African leaders are celebrating news of successful negotiations for a High Seas Treaty, the long-awaited United Nations agreement to protect global oceans and ecosystems through international cooperation.
The treaty, approved by delegates to the Intergovernmental Conference on Marine Biodiversity of Areas Beyond National Jurisdiction (BBNJ), follows years of talks that began in 2004. The milestone achieved late Saturday in New York was welcomed by negotiators from the African Group, led by ambassador Michael Imran Kanu of Sierra Leone.
Citing Conference President Rena Lee, he said “the ship reached the shore” after tough negotiations that focused on the achievement of “a fair, equitable and universal treaty, with its core objectives of conservation and sustainable use of marine biodiversity.”
Among other things, the treaty will ensure that 30% of the world’s oceans will be placed into protected areas by 2030, along with additional funding for marine conservation and a legal framework for how marine life is used.
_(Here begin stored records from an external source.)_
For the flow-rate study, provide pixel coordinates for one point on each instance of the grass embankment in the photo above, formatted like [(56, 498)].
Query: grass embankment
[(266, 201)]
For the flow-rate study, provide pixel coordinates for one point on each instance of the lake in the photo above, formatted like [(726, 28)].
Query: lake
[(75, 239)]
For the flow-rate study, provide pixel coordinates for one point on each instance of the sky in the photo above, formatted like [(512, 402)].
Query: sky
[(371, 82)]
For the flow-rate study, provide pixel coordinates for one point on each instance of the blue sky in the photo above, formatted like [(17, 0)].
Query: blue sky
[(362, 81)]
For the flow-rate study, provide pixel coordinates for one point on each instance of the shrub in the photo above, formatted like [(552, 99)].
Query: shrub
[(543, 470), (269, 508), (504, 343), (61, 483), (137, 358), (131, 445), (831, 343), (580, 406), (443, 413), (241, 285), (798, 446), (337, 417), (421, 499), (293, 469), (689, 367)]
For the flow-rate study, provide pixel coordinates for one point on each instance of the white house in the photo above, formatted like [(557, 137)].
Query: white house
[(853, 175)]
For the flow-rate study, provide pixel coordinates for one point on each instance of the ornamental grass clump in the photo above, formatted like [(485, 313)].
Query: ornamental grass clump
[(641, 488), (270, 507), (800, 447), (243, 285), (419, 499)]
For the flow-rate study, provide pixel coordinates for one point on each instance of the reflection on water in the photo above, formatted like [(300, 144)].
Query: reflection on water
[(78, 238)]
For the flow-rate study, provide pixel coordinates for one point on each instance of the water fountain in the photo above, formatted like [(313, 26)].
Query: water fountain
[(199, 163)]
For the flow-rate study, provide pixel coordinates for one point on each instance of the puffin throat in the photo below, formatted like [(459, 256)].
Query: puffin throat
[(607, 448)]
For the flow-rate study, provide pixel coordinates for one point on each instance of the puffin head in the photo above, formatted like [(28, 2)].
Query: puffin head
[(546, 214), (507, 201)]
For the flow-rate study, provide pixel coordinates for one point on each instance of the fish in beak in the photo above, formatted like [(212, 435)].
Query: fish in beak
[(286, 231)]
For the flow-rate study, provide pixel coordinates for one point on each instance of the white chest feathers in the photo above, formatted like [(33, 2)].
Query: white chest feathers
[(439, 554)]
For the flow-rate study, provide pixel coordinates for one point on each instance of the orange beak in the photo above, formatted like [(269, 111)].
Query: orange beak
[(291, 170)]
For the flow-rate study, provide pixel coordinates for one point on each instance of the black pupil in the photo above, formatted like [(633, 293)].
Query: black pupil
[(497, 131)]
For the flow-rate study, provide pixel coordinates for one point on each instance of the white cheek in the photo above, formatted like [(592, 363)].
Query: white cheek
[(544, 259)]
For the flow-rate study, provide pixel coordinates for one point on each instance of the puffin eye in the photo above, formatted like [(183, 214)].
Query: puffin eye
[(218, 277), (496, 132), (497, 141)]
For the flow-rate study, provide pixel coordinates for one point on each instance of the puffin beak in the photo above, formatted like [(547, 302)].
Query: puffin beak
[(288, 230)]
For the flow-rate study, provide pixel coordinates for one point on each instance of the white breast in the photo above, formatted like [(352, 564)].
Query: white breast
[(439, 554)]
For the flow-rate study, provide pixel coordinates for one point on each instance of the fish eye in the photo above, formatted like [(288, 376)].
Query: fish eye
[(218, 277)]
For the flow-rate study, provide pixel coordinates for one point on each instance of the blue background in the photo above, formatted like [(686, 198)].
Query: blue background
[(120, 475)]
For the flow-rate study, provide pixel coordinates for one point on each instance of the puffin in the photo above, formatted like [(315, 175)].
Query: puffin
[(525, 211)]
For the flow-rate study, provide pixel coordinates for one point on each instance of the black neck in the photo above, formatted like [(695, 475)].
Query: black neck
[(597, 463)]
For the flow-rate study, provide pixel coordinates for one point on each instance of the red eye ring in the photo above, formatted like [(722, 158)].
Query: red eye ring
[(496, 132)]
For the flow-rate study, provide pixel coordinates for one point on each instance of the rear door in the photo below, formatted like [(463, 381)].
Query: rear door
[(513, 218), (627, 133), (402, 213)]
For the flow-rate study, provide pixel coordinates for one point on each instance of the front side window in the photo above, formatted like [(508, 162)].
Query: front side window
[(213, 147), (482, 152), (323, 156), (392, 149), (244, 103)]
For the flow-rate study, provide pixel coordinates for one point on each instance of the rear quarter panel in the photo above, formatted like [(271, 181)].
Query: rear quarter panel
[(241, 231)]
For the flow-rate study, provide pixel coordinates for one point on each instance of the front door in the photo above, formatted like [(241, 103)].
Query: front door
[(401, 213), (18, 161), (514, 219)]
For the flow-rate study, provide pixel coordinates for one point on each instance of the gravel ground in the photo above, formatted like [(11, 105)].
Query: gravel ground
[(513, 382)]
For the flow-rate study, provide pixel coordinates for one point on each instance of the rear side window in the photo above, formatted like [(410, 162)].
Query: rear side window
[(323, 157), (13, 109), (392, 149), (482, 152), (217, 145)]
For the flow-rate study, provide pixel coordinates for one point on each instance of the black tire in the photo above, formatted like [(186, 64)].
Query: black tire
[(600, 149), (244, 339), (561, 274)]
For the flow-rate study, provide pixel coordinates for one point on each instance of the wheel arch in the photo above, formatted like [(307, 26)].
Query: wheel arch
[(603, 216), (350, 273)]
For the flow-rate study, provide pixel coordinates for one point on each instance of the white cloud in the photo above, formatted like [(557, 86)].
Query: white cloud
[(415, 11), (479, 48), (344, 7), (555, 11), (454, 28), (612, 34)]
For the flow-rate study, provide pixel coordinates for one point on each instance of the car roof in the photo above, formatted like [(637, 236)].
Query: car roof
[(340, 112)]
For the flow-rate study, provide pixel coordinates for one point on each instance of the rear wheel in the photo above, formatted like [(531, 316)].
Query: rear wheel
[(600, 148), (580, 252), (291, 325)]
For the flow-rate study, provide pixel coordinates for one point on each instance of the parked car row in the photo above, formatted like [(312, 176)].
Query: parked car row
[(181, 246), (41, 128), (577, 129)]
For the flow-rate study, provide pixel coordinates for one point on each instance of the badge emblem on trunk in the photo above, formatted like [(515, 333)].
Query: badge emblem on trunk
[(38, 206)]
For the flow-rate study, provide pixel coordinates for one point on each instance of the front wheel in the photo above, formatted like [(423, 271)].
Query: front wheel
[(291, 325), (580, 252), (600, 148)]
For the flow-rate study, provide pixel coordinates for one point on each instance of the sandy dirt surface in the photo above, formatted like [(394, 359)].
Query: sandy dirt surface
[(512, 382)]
UN Secretary General António Guterres said the treaty is “crucial for addressing the triple planetary crisis of climate change, biodiversity loss and pollution.”
Among the negotiators for African nations were Marie-May Jeremie, CEO of the Seychelles Conservation and Climate Adaptation Trust, and Jean Kenfack, minister of the environment for Cameroon. The effort also was supported by organizations like the High Seas Alliance, as well as youth leaders from the Kenyan Youth Biodiversity Network.